Parcours céramique: Carouge se dévoue à la céramique jusqu’au 27 septembre.
Création, destruction. Sans avoir l’air d’y toucher, c’est l’aventure de la vie et de sa fragilité qu’on caresse du doigt en suivant le Parcours céramique carougeois, qui chemine cette année sur le thème de la ligne. Rien n’est plus dur que la terre passée par le feu, rien n’est plus friable. Lâchez un bol au sol…
A l’Atelier Potter samedi après-midi, on s’active. Sur un socle de briques, Patrice Voelkel invite les visiteurs à construire un four bouteilles. Un antre où rôtir des flacons? Pas vraiment.

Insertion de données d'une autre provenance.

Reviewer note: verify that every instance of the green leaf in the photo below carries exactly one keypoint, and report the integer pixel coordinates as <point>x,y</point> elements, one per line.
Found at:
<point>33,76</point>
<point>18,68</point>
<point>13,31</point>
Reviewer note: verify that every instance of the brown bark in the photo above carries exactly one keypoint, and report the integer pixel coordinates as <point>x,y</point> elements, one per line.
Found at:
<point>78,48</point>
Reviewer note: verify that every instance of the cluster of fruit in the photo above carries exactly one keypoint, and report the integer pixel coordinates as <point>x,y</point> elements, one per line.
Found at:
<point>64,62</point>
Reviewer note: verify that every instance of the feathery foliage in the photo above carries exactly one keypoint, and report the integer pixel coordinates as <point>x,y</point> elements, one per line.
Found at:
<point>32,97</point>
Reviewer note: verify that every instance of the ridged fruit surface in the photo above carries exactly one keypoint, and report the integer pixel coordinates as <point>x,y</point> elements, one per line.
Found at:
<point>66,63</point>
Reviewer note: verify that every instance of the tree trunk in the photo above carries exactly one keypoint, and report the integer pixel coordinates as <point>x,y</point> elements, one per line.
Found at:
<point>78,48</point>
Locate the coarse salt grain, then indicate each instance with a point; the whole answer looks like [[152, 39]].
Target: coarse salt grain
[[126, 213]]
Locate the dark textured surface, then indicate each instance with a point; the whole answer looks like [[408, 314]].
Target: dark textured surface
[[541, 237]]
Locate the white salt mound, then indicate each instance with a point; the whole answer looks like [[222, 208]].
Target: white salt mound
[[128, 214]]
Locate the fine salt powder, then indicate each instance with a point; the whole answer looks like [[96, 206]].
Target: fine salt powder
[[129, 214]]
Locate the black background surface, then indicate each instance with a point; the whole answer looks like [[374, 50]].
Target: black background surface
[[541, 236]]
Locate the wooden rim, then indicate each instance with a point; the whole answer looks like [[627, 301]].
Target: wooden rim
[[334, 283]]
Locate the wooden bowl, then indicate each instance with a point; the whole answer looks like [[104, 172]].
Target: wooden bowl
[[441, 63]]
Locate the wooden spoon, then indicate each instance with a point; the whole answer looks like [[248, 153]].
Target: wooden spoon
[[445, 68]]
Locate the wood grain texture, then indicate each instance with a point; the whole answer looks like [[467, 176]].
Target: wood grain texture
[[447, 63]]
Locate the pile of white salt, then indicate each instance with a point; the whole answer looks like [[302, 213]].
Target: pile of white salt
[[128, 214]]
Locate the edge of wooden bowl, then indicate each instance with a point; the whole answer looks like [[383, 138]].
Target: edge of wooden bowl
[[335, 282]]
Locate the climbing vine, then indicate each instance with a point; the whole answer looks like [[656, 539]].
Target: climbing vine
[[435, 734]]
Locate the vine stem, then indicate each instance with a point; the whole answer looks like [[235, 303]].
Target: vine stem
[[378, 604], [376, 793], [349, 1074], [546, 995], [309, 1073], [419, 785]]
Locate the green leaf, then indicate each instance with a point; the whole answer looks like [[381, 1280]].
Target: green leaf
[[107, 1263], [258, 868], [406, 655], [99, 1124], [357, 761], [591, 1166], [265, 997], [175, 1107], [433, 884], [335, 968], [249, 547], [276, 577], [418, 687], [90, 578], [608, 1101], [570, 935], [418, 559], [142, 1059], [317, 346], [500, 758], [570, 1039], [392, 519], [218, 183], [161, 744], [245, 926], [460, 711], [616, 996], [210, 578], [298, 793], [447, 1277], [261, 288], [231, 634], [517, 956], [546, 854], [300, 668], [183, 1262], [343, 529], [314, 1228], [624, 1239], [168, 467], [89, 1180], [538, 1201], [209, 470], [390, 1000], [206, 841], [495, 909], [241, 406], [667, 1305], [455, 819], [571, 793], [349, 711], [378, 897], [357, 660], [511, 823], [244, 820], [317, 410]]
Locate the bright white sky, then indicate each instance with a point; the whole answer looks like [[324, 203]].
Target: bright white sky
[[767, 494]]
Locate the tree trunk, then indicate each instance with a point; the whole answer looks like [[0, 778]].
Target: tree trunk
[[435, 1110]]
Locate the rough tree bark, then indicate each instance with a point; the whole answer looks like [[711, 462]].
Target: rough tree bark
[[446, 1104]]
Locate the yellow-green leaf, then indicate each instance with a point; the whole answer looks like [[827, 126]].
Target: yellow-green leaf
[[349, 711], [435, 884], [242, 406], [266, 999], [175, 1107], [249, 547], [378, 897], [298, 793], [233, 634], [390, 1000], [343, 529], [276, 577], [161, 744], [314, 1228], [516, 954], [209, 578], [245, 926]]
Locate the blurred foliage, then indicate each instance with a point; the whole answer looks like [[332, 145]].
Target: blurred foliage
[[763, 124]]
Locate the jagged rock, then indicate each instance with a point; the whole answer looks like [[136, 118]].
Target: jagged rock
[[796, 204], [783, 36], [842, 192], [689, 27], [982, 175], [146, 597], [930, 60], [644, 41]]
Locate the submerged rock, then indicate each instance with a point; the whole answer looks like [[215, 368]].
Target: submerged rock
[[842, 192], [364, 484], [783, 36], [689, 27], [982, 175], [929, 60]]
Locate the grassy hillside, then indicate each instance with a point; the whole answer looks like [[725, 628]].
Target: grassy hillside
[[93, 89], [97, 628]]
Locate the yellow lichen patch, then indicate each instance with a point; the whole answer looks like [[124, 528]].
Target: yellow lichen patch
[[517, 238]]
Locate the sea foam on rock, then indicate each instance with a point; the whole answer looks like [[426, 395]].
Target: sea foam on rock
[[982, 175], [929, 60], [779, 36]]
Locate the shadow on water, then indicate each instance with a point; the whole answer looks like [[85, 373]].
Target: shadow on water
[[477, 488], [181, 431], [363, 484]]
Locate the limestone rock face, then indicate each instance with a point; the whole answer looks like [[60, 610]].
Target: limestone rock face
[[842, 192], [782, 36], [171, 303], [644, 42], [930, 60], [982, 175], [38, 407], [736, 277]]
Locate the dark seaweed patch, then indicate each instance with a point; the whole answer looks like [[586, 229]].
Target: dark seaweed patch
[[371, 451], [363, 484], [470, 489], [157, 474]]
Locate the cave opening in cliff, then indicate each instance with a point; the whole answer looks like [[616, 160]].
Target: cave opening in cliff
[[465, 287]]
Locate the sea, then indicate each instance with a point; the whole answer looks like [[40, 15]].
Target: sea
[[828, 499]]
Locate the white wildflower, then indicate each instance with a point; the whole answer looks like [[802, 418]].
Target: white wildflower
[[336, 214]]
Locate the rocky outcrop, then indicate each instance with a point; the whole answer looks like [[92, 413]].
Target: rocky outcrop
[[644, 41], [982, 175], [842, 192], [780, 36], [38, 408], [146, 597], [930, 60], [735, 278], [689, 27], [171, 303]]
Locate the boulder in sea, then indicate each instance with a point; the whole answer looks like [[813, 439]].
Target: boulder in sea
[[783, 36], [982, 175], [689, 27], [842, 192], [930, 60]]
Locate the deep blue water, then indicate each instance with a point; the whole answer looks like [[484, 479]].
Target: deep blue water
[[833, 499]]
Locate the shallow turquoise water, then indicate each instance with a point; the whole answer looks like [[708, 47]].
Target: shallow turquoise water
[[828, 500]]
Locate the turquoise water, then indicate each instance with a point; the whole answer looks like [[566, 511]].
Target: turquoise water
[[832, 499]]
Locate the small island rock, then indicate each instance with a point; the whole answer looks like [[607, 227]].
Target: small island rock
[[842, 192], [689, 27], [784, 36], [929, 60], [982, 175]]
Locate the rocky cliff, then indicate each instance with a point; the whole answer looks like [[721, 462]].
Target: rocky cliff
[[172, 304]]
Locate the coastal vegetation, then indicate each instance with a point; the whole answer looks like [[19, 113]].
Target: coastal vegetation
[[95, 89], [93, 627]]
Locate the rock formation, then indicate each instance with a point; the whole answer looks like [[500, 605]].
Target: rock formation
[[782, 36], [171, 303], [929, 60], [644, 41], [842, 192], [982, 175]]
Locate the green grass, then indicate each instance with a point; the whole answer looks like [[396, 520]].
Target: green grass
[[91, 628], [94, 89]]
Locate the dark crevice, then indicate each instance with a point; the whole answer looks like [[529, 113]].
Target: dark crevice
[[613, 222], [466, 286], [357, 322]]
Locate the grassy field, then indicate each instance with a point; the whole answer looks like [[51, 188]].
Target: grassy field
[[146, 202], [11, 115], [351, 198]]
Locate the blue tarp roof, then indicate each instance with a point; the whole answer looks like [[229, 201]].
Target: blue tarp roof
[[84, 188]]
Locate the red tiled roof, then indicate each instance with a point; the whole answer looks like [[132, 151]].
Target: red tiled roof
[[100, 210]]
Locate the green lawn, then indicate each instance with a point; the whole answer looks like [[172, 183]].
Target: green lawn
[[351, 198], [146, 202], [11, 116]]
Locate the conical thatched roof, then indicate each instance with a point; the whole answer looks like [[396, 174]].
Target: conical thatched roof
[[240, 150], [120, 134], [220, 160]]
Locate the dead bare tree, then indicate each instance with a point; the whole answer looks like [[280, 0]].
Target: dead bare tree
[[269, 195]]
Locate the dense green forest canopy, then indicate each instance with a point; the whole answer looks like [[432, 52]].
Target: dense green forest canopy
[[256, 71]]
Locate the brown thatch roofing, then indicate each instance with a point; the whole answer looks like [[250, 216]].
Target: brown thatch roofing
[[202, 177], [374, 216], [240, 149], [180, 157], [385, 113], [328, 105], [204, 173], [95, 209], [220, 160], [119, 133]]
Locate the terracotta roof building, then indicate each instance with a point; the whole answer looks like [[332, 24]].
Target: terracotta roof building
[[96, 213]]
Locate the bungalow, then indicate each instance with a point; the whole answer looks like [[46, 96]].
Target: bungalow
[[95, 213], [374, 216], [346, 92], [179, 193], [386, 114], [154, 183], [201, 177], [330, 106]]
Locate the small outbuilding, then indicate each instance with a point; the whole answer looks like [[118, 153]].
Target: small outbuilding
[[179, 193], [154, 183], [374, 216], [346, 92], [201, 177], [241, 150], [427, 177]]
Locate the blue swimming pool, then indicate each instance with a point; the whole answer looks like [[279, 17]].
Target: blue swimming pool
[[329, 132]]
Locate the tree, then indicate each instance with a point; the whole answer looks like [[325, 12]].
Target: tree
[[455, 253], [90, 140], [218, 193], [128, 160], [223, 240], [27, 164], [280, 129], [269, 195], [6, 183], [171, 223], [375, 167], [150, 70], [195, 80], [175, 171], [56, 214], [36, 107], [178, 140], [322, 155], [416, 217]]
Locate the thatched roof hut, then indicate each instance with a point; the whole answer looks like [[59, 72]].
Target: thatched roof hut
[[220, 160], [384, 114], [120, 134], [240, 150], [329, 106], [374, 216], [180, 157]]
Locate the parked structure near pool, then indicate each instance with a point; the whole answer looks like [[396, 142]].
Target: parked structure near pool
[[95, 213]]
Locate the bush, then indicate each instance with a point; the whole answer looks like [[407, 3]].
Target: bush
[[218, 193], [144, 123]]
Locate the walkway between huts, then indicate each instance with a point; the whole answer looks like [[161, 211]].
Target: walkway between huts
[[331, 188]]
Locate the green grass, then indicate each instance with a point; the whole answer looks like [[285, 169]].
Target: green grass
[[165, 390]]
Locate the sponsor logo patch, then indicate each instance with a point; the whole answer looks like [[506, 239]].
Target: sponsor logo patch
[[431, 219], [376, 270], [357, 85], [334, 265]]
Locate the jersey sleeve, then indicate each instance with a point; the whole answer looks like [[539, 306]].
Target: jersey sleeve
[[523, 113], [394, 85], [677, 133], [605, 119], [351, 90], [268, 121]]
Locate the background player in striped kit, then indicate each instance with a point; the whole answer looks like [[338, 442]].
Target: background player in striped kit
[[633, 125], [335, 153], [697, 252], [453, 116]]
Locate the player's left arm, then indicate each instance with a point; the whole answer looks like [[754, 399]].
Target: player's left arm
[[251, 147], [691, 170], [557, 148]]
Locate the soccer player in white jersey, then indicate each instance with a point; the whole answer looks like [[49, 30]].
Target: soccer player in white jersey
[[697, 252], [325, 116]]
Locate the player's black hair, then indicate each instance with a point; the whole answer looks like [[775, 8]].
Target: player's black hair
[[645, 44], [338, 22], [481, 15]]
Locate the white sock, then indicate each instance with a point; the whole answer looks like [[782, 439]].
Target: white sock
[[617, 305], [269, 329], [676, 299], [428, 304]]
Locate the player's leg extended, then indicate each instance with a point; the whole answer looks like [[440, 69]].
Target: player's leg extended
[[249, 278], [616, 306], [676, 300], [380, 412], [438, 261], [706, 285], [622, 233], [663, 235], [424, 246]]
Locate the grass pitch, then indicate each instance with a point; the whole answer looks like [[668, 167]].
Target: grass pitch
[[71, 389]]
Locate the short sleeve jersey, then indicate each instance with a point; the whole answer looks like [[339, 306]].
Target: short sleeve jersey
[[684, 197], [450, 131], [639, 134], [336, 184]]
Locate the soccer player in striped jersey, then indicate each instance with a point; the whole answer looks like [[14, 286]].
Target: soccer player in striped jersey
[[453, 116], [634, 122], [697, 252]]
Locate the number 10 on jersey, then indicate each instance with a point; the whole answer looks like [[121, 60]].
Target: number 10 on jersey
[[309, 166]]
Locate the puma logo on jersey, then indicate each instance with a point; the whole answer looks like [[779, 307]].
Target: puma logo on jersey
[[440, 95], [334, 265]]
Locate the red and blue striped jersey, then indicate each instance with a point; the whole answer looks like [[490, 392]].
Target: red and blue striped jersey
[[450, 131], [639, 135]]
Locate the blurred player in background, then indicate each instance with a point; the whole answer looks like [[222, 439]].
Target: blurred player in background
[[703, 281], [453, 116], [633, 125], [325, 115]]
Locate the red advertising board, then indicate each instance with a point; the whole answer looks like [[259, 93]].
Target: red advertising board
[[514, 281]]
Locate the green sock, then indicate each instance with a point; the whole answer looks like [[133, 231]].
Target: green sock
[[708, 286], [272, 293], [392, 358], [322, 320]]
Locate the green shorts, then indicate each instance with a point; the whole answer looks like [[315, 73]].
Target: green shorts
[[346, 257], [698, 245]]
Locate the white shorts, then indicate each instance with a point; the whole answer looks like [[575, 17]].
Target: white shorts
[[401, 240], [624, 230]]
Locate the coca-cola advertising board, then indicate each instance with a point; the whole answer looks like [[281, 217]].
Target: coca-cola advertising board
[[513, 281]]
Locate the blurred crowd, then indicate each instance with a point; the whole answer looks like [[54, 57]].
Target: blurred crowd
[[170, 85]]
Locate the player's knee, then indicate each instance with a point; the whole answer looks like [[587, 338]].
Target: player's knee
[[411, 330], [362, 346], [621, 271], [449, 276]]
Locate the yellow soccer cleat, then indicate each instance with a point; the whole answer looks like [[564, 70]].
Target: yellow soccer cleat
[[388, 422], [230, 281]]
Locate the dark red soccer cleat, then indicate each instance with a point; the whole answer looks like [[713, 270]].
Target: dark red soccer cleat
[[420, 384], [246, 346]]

Plutôt «un geste festif et beau, une sorte de phare dans la nuit avec sa lumière à facettes lorsqu’on voit les flammes danser à l’intérieur, reflétées par le verre des bouteilles», raconte le céramiste du sud de la France, qui rêve de poser une de ses installations sur la grève en bord de mer. On enchâsse les bouteilles dans la terre rouge, en rond, étage après étage, le cul tourné vers l’extérieur, et on monte, on monte, en rétrécissant le cercle. A 15 heures, le four est presque terminé. Un joli bar de 400 âmes. «400 bouteilles? Ça fait beaucoup d’amis!» clame une visiteuse.
Destruction massive!
Patrice Voelkel explique la démarche: «Demain matin, je vais allumer le feu doucement, afin de sécher la terre. Puis je commencerai la cuisson vers 15 h Le verre fondera à l’intérieur du four, atteignant 800 à 900 degrés. Des filaments se déposeront comme des stalactites sur la terre désormais cuite.» A 13 h dimanche, tout va bien. La terre se craquelle délicatement en séchant. A 15 h, destruction massive! Le four s’effondre sur lui-même. «Nous n’avons pas utilisé une qualité de terre qui convient», surtitre sobrement l’artiste. Le spectacle est fichu mais la démonstration, magistrale. Création, destruction.
Un monde sort de terre
A la Ferme de la Chapelle, un monde en terre crue se forme sur le ciment du rez-de-chaussée. Charlotte Nordin en est le démiurge. Une divinité suédoise aux cheveux bleu-vert comme ses yeux, drapée du blanc de l’innocence enfantine. Charlotte est «Elsa, la reine des neiges», comme l’ont baptisée les habitants de Corée du Sud dont elle revient. Elle a jeté les bases de son univers avec collines, plaines, lacs et no man’s land, et invite à présent les visiteurs à retrousser leurs manches pour mettre la main à la pâte. Chacun y va, qui de sa tour, qui de son bourrelet dodu, de sa ravine, son téton, son plissement de terrain. Les contours sortent de terre. Charlotte Nordin: «Créer des objets à accumuler ne m’intéresse pas. J’aimerais que, sur les bases de mon univers à moi, vous acceptiez de me rejoindre pour continuer à le construire ensemble.» Le processus durera un mois. Puis le paysage sera anéanti. Création, destruction.
A l’étage, c’est encore le même mouvement qu’explore Marie-Noëlle Leppens avec son travail architectural, fait de plaques assemblées. Deux formes s’incrustent, l’ensemble a l’air solide, indestructible. Voilà que tout se déboîte, puis se recompose, autrement, comme on peut, comme on veut. Création, destruction, recréation.